Wednesday, October 24, 2018

Willits, California

October 10 and 11

Next stop:  Willits, a small northern California town barely off US 101 and 30 miles from the coast. We stayed at the Golden Rule RV Park south of town, which is owned by a nondenominatinal Christian church.  The campground was small, wooded, pretty, and very much out in the boonies. We liked it.

There were two newspaper boxes near the office so we bought our first hard copy newspapers in a while. The weekly, called the “The Willits News," had a front page article about a local museum exhibit called “Out of the Ashes,” commemorating the one year anniversary of wildfires that heavily damaged Mendocino and five other northern California counties in October 2017. That museum was in Willits so we made a visit.

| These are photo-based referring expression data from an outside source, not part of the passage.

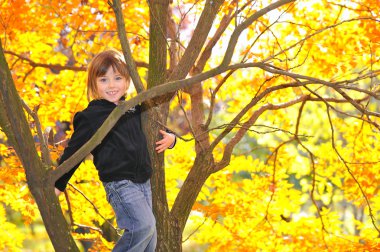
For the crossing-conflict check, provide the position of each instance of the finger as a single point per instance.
(162, 141)
(164, 133)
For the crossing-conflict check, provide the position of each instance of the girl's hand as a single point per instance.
(166, 141)
(57, 192)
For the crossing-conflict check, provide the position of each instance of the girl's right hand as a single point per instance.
(57, 192)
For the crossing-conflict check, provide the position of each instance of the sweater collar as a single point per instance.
(104, 102)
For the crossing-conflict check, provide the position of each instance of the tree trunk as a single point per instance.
(16, 127)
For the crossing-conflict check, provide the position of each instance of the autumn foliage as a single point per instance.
(292, 124)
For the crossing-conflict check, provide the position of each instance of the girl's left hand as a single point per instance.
(165, 142)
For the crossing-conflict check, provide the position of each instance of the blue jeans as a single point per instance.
(132, 204)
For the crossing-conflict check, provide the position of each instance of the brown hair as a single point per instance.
(98, 67)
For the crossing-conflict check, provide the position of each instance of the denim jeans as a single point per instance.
(132, 204)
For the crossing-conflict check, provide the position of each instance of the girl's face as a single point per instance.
(112, 86)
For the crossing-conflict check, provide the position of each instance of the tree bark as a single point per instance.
(16, 127)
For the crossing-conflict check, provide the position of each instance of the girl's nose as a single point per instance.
(111, 83)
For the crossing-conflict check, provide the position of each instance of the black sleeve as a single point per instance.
(82, 133)
(175, 138)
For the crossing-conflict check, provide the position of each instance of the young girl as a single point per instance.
(122, 158)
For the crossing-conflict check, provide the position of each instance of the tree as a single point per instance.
(270, 64)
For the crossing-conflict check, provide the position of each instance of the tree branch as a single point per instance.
(197, 41)
(131, 65)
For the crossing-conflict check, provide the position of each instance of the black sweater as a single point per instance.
(122, 154)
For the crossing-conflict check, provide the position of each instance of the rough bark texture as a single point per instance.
(16, 127)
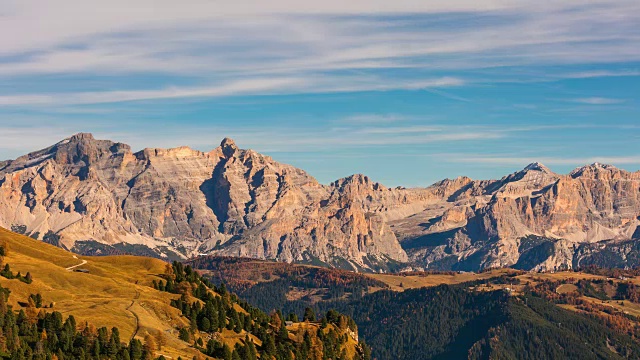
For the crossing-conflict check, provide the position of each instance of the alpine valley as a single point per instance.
(98, 197)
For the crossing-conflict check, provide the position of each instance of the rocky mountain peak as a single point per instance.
(536, 166)
(592, 169)
(229, 147)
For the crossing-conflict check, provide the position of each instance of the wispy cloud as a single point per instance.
(598, 101)
(522, 161)
(253, 86)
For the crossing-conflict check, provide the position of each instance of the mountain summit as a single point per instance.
(97, 197)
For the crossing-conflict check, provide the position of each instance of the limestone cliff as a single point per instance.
(181, 202)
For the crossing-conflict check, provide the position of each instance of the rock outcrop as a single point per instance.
(182, 201)
(229, 201)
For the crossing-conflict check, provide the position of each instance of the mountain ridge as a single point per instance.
(181, 202)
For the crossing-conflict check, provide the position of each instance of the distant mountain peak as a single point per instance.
(536, 166)
(228, 147)
(593, 167)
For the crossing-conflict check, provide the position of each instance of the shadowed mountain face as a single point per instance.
(180, 202)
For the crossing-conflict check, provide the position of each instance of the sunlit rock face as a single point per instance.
(231, 201)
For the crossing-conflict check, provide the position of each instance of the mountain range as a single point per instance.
(100, 197)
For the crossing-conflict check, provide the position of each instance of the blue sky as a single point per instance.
(407, 92)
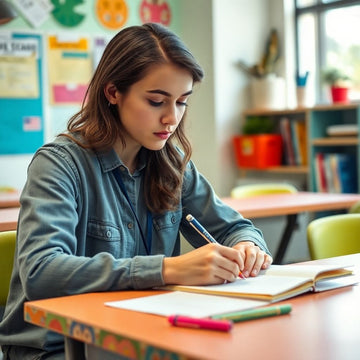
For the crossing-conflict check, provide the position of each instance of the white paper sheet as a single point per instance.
(188, 304)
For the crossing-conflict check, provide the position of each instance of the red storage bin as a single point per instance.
(258, 151)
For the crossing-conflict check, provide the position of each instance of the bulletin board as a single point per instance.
(21, 94)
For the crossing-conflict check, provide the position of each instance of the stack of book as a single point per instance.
(293, 133)
(335, 172)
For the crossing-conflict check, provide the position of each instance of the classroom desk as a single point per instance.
(290, 205)
(321, 326)
(9, 218)
(9, 199)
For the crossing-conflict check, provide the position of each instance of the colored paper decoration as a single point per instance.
(155, 11)
(112, 14)
(65, 13)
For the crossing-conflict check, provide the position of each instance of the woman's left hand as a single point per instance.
(253, 257)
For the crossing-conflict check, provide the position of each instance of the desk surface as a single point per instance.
(321, 326)
(254, 207)
(284, 204)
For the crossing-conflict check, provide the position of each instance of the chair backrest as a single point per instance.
(262, 189)
(334, 235)
(355, 208)
(7, 249)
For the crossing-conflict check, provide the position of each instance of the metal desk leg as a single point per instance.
(285, 238)
(74, 350)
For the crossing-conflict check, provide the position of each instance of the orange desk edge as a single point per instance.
(321, 326)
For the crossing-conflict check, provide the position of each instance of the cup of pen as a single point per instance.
(301, 96)
(301, 93)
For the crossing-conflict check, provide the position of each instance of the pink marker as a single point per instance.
(200, 323)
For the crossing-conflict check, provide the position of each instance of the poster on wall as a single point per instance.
(21, 116)
(36, 12)
(69, 69)
(66, 12)
(111, 14)
(155, 11)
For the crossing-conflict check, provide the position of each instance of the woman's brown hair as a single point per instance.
(125, 61)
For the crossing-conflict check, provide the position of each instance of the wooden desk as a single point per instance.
(9, 199)
(290, 205)
(321, 326)
(256, 207)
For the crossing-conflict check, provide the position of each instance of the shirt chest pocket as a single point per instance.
(104, 237)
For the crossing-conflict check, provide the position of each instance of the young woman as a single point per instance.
(105, 203)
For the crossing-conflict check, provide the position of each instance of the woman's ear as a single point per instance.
(111, 93)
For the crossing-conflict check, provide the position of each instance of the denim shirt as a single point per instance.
(77, 232)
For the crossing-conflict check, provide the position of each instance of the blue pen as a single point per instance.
(204, 233)
(200, 229)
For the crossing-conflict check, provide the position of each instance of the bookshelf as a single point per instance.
(317, 121)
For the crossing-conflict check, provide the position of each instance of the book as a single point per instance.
(320, 175)
(285, 130)
(280, 282)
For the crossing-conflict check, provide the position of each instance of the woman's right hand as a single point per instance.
(209, 264)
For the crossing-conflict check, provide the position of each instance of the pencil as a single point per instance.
(255, 313)
(205, 234)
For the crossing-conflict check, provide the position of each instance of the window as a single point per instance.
(328, 35)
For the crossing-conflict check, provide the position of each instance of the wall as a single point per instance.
(13, 167)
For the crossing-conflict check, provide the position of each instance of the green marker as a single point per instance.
(255, 313)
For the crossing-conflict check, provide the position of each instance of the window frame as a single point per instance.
(318, 9)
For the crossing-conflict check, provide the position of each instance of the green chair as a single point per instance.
(262, 189)
(334, 235)
(7, 249)
(355, 208)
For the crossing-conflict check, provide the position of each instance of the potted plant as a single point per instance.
(339, 83)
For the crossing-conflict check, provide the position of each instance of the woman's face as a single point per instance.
(153, 107)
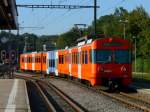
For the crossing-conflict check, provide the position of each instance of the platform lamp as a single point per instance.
(134, 53)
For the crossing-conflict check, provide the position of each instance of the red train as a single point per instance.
(104, 61)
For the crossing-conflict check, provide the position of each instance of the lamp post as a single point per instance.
(25, 47)
(134, 53)
(124, 27)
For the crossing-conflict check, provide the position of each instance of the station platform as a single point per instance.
(13, 96)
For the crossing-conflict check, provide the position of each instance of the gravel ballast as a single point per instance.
(92, 101)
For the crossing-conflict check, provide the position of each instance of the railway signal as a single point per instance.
(13, 55)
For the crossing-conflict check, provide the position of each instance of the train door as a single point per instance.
(56, 63)
(79, 63)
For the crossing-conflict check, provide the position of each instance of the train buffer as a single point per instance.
(13, 96)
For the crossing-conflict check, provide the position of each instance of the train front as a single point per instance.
(112, 61)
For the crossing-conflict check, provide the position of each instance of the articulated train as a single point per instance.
(104, 61)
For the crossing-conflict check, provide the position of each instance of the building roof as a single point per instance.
(8, 14)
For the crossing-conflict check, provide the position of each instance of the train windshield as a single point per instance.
(104, 56)
(122, 56)
(111, 56)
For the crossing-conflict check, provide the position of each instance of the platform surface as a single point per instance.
(13, 96)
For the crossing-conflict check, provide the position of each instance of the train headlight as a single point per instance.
(123, 69)
(100, 69)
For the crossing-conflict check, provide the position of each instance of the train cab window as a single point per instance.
(84, 57)
(122, 56)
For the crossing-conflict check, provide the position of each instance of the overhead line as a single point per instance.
(57, 6)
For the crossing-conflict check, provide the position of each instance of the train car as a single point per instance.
(52, 60)
(105, 61)
(34, 62)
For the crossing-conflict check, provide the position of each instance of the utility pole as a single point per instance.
(95, 16)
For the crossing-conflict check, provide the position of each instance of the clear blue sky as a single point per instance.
(57, 21)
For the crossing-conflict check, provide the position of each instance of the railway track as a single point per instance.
(127, 99)
(54, 99)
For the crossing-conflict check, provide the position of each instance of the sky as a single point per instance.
(58, 21)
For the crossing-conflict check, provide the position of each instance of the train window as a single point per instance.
(61, 59)
(53, 63)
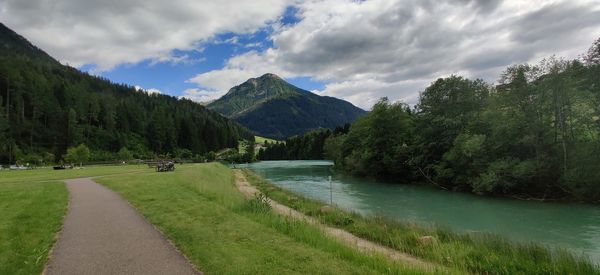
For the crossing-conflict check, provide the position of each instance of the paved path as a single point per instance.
(103, 234)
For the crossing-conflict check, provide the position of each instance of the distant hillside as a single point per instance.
(53, 107)
(273, 108)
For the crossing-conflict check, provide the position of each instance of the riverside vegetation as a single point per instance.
(535, 135)
(196, 207)
(199, 209)
(477, 253)
(48, 107)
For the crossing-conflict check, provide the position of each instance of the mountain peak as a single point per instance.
(269, 75)
(274, 108)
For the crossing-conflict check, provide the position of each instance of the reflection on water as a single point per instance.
(572, 226)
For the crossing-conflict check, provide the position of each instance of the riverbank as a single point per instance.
(477, 253)
(197, 208)
(221, 232)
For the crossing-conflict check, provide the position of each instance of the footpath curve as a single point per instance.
(103, 234)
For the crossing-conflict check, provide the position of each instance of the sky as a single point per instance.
(359, 51)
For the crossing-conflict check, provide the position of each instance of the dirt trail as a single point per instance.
(103, 234)
(346, 237)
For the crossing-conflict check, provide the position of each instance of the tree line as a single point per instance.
(534, 135)
(47, 108)
(309, 146)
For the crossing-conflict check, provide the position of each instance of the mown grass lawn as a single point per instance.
(32, 206)
(477, 253)
(199, 209)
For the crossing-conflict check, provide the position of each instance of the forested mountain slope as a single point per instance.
(536, 134)
(52, 107)
(274, 108)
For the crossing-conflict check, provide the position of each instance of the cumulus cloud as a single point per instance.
(200, 95)
(113, 32)
(149, 91)
(368, 49)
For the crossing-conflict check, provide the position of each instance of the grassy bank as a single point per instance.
(32, 206)
(476, 253)
(199, 209)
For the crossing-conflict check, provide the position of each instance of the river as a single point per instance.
(572, 226)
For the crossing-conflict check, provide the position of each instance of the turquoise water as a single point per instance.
(572, 226)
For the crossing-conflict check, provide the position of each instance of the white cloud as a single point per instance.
(201, 96)
(369, 49)
(149, 91)
(113, 32)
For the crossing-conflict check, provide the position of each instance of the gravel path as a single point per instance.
(103, 234)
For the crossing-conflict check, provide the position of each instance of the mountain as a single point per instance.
(52, 107)
(273, 108)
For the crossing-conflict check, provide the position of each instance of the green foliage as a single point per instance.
(378, 144)
(307, 146)
(475, 253)
(54, 107)
(198, 206)
(124, 154)
(79, 154)
(536, 134)
(274, 108)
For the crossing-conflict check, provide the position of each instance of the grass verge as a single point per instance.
(31, 216)
(32, 206)
(474, 253)
(199, 209)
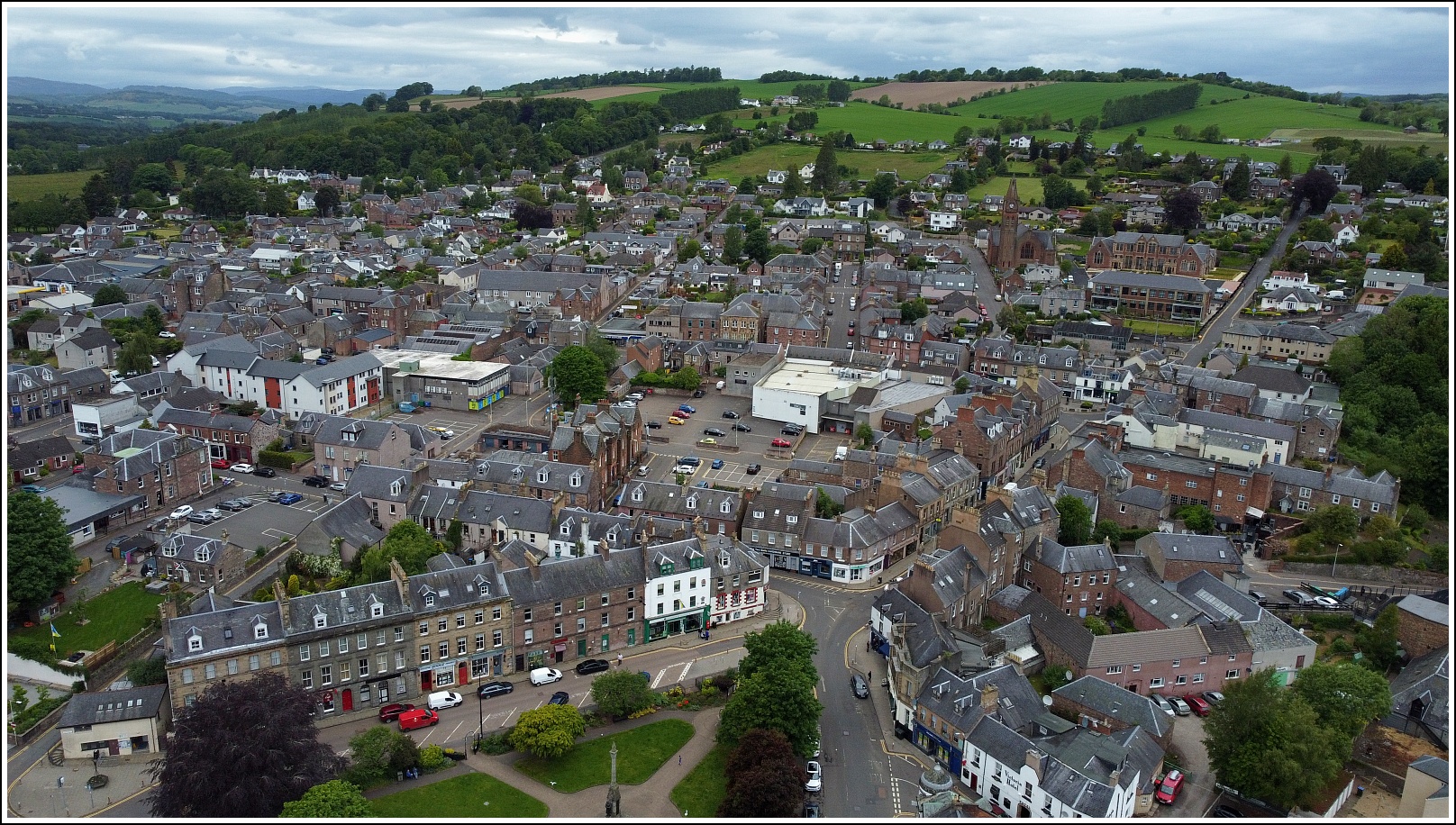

This tiny road took us down a hill from US 101 to the Golden Rule Campground, where we stayed for two nights.  
We drove by this sign on our way to the campground. Ridgewood Ranch is where legendary race horse Seabiscuit trained, recuperated from a ruptured ligament he suffered in a race, and lived out his retirement.   When Seabiscuit retired in 1940, he was horse racing's all time leading money winner. The RV park where we stayed was once part of Ridgewood Ranch.
Our campsite site at the Golden Rule RV park. 
In the center of town is the "Willits Arch." Parts of the arch once stood in Reno, Neva, which donated it to Willits and got a new one. The town is named for a settler who arrived in 1857.
After the terrible fire last year, a Ukiah, CA, artist held a mosiac workshop for fire survivors.  Many of the "Out of the Ashes" items we saw were amazing creations made out of broken glass, melted metal, and other charred or melted objects from homes. The exhibit was at the Mendocino County Museum in Willits.
Jim looking at a display about nearby Buddhist retreat that was damaged in the October 2017 fire.
Another "Out of the Ashes" mosaic.

This statue of Seabiscuit, his owner Charles Howard, and a physician stands at the Frank Howard Hospital in Willits.  Frank's father, Charles Howard, was a benefactor of the hospital.  It was named after his 15-year-old son who died in a truck accident in 1926 at the family's nearby Ridgewood Ranch.  Howard was an auto magnet and owner of thoroughbred horses, included Seabiscuit.